II.
L’obéissance automatique aux lois comporte les pires dangers.
Bilan,
annonce du rebondissement, dramatisation de la progression Le respect des
lois répond à l’intérêt ou à l’habitude, à l’instinct de survie ou
au réflexe citoyen – pas à l’impératif moral. Cela semble acquis.
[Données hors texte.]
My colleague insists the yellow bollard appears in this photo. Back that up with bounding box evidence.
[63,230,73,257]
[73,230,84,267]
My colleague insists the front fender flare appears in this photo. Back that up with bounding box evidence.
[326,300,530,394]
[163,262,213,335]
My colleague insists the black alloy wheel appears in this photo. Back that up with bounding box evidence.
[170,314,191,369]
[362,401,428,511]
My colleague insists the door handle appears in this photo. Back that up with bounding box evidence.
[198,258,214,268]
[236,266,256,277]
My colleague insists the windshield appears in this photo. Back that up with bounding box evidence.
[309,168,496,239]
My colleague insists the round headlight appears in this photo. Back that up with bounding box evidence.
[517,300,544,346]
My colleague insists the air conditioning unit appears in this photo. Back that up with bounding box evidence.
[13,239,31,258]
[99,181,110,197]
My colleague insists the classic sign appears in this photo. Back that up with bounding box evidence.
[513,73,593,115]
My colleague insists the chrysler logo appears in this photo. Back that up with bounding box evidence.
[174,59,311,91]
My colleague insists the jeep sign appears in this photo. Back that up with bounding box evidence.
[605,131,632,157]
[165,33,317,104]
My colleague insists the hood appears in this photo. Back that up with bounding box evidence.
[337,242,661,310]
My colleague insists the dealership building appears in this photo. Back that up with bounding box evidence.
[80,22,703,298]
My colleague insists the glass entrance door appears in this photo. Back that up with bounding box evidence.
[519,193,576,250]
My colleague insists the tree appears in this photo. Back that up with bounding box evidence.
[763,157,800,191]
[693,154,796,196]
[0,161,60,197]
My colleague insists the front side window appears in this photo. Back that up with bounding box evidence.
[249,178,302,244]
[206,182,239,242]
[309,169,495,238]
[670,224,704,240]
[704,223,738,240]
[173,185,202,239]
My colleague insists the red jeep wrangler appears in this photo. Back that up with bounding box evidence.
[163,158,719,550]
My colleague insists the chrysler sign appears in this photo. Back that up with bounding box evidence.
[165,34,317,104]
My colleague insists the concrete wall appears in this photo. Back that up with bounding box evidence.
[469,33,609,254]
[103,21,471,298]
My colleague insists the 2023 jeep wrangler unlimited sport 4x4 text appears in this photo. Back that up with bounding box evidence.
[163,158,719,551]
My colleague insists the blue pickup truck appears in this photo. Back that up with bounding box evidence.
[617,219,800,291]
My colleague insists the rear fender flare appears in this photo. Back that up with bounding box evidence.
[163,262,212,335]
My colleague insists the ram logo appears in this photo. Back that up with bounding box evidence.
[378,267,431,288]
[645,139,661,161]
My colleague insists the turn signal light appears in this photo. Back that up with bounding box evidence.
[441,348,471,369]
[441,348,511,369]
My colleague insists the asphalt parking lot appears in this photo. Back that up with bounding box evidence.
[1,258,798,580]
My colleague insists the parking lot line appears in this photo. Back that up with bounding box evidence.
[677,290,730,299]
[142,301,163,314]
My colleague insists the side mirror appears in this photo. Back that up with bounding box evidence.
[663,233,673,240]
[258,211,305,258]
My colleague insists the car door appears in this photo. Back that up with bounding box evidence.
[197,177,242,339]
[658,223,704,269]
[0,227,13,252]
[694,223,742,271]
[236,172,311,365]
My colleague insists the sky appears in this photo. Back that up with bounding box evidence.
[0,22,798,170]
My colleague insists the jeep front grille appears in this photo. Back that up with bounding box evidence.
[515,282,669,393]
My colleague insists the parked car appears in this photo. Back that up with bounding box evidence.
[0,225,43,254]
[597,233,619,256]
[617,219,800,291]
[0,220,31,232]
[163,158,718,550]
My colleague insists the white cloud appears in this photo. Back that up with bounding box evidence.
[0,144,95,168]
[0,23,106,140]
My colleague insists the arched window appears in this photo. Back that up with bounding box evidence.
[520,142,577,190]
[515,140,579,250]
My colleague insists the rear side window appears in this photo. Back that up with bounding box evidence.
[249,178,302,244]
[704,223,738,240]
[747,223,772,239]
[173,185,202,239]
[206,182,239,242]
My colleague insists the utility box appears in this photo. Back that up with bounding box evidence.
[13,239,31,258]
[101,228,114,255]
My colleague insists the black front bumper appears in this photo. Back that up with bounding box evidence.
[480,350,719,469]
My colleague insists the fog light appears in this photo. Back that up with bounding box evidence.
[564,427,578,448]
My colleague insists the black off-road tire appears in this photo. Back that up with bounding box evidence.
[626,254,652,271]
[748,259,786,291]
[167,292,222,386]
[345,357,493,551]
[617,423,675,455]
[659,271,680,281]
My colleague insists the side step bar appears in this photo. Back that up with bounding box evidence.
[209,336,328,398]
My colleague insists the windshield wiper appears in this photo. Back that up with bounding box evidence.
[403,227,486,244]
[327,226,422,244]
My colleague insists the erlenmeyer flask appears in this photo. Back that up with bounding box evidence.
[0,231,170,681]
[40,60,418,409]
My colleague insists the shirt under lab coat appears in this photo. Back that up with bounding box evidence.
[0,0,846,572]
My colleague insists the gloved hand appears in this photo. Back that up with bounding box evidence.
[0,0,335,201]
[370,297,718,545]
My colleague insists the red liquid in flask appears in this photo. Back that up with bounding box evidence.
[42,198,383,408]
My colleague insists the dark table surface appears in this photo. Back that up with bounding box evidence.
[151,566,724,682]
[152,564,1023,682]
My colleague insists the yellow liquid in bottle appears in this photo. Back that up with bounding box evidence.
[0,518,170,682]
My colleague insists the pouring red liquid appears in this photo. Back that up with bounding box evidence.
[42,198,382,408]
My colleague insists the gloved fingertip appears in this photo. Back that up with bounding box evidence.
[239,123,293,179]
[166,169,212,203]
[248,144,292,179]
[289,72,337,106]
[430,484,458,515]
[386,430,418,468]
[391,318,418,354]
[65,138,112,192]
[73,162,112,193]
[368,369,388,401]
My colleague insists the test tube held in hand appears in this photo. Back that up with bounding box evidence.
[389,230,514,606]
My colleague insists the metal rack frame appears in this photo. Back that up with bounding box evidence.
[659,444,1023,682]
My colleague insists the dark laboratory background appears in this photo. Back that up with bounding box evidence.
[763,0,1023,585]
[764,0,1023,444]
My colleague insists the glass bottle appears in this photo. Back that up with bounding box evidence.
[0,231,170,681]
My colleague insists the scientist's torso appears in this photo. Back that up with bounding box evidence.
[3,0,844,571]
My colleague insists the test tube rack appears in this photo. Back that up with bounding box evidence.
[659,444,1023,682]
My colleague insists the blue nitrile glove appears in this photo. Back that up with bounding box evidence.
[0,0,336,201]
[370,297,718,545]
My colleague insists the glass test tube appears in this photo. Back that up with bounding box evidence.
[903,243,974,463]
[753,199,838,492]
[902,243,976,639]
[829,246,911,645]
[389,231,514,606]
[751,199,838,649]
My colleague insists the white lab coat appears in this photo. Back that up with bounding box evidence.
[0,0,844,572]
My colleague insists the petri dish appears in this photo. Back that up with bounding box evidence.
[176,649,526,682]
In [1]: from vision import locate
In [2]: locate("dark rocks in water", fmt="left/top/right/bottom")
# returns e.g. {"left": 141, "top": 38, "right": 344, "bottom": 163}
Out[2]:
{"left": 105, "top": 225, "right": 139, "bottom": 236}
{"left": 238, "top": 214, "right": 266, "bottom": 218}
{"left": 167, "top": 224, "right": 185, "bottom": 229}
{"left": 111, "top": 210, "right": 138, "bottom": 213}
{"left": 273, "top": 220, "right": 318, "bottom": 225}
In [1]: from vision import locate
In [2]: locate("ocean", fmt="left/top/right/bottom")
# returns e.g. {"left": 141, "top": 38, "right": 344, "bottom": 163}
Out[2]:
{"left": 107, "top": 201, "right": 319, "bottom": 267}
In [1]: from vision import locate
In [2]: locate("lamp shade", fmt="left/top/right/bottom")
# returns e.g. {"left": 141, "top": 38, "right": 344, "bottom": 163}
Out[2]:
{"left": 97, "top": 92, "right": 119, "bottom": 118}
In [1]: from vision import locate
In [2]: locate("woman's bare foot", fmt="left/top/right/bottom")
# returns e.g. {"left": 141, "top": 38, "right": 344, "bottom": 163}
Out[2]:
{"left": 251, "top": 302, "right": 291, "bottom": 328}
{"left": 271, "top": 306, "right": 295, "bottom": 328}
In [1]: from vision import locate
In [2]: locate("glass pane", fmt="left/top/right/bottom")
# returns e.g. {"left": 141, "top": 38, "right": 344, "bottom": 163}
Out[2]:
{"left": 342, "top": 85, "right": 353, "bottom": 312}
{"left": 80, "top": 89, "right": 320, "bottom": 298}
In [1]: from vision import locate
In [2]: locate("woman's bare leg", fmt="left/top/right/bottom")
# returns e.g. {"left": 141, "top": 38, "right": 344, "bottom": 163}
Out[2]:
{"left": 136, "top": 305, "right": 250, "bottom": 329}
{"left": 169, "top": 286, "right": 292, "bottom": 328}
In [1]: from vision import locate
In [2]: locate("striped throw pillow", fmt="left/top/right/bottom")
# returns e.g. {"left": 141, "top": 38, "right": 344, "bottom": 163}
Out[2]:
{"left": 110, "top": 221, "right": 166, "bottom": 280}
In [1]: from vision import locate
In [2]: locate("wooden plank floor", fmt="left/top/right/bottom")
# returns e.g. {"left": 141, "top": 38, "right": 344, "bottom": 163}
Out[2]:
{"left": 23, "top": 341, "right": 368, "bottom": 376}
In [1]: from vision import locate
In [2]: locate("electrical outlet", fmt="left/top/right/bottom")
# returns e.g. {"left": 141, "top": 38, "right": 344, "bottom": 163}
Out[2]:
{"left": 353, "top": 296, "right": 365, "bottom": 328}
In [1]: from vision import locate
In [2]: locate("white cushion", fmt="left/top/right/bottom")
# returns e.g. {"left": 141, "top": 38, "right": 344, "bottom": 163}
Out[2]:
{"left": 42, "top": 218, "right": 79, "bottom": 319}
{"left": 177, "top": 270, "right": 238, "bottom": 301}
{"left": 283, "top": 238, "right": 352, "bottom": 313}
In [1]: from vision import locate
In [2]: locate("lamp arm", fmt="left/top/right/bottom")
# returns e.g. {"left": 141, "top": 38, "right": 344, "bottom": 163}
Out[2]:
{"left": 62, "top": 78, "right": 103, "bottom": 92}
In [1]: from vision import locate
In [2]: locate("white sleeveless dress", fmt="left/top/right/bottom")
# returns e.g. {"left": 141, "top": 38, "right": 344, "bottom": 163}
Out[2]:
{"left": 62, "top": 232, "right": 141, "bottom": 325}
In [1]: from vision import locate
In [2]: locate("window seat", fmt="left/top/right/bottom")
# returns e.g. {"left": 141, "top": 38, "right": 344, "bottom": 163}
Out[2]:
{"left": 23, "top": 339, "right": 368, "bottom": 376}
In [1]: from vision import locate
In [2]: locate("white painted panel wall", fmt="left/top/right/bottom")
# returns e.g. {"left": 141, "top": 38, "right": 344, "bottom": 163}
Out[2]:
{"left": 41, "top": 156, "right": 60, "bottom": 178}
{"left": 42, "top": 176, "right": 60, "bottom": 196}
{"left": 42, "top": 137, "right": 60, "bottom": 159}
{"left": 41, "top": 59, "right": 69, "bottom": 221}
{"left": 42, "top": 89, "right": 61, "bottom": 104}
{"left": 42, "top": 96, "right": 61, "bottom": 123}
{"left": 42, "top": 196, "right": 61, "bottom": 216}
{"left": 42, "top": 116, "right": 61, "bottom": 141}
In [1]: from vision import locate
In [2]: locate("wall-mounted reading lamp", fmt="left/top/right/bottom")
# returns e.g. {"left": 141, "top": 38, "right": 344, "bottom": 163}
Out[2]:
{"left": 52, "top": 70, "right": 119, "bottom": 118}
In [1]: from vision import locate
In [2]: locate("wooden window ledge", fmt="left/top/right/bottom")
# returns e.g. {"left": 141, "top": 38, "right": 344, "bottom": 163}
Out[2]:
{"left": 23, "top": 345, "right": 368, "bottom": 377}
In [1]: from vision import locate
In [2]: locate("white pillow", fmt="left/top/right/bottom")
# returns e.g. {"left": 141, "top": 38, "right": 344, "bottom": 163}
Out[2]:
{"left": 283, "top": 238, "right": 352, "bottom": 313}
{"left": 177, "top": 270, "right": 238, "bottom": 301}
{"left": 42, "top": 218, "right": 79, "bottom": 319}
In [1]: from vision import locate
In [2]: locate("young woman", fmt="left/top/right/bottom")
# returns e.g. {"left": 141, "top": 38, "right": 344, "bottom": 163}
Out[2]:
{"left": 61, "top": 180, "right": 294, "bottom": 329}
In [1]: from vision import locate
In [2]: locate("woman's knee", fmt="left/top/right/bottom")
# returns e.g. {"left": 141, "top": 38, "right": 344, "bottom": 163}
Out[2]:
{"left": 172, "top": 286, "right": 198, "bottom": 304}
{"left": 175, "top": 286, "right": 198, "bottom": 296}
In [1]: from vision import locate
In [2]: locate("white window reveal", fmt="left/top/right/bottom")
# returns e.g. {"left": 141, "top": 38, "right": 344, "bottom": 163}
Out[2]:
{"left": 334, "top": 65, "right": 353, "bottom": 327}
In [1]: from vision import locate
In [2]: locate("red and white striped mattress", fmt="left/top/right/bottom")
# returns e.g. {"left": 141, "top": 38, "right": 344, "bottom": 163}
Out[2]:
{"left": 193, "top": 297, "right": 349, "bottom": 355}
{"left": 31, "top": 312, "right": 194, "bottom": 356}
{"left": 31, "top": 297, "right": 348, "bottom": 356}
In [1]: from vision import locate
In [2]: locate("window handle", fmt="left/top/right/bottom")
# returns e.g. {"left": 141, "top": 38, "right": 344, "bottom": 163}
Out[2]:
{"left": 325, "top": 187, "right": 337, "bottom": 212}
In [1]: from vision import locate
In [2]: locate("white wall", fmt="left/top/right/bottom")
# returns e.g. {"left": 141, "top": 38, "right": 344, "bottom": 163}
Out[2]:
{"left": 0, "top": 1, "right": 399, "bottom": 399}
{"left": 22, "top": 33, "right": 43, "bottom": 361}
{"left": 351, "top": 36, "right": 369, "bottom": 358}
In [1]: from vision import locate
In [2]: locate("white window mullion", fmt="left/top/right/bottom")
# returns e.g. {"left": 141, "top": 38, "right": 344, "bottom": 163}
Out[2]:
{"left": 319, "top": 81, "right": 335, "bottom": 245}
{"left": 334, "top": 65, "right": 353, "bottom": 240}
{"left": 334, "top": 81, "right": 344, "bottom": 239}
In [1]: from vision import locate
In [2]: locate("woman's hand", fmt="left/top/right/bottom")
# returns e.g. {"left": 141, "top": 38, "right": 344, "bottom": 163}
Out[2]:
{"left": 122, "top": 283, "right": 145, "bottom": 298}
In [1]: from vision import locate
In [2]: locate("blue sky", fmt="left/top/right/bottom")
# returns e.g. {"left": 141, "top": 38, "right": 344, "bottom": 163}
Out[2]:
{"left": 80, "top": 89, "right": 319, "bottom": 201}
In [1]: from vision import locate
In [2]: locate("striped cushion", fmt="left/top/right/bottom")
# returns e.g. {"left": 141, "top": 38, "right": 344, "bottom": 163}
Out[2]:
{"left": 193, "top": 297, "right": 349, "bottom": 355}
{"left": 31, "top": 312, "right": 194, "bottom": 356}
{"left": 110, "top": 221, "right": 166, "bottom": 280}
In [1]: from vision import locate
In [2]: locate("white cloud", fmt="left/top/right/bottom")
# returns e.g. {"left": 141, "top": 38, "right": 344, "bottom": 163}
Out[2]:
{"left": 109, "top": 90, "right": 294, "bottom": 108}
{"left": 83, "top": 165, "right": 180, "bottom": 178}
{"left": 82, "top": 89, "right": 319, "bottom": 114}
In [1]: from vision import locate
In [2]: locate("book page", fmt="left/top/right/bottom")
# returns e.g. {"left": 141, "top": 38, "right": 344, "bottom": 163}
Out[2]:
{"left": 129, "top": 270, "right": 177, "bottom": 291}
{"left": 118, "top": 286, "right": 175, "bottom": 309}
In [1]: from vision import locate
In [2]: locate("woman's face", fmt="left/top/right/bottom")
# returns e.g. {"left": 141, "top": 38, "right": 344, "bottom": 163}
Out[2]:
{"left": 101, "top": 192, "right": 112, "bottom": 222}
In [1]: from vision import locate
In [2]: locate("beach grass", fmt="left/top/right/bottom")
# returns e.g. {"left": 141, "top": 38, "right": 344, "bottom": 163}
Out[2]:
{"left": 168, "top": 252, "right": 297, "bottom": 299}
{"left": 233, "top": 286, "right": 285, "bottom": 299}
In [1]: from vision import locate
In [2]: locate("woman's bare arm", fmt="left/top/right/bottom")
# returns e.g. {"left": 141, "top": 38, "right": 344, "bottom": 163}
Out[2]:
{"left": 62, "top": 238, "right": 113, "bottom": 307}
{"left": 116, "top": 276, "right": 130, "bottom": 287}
Pourtant, le jour où une loi inhumaine apparaît sur la scène de l’Histoire,
c’est bien en hommes moraux qu’il nous faut nous dresser. Résumons [Formulation
d’un paradoxe] : on nous demande d’obéir aux lois pour des raisons
non morales mais de savoir leur désobéir, le jour où il le faut, en
retrouvant subitement notre sens moral. Le problème, c’est que notre
obéissance automatique aux lois risque d’anesthésier un tel sens moral. Si
cet automatisme est dangereux à ce point, c’est peut-être qu’il exprime
autre chose qu’une « intelligence sociale » ou un instinct de survie,
qu’il cache une démission profonde de l’être humain.
Au début, la loi est
perçue pour ce qu’elle est vraiment : une contrainte par corps. Stationnement
interdit, date limite du paiement de l’impôt, interdiction de la vengeance
personnelle… Ce sont autant de mouvements spontanés que les lois nous
refusent . Mais l’habitude aidant, cette contrainte n’est plus ressentie
comme telle. Elle devient indolore, comme naturelle, et nous finissons par
obéir aux lois aujourd’hui pour la seule raison que nous leur obéissions
hier. L’habitude est chez l’animal humain une seconde nature. « On
s’habitue à tout », dit le sens commun, qui s’habitue surtout à obéir.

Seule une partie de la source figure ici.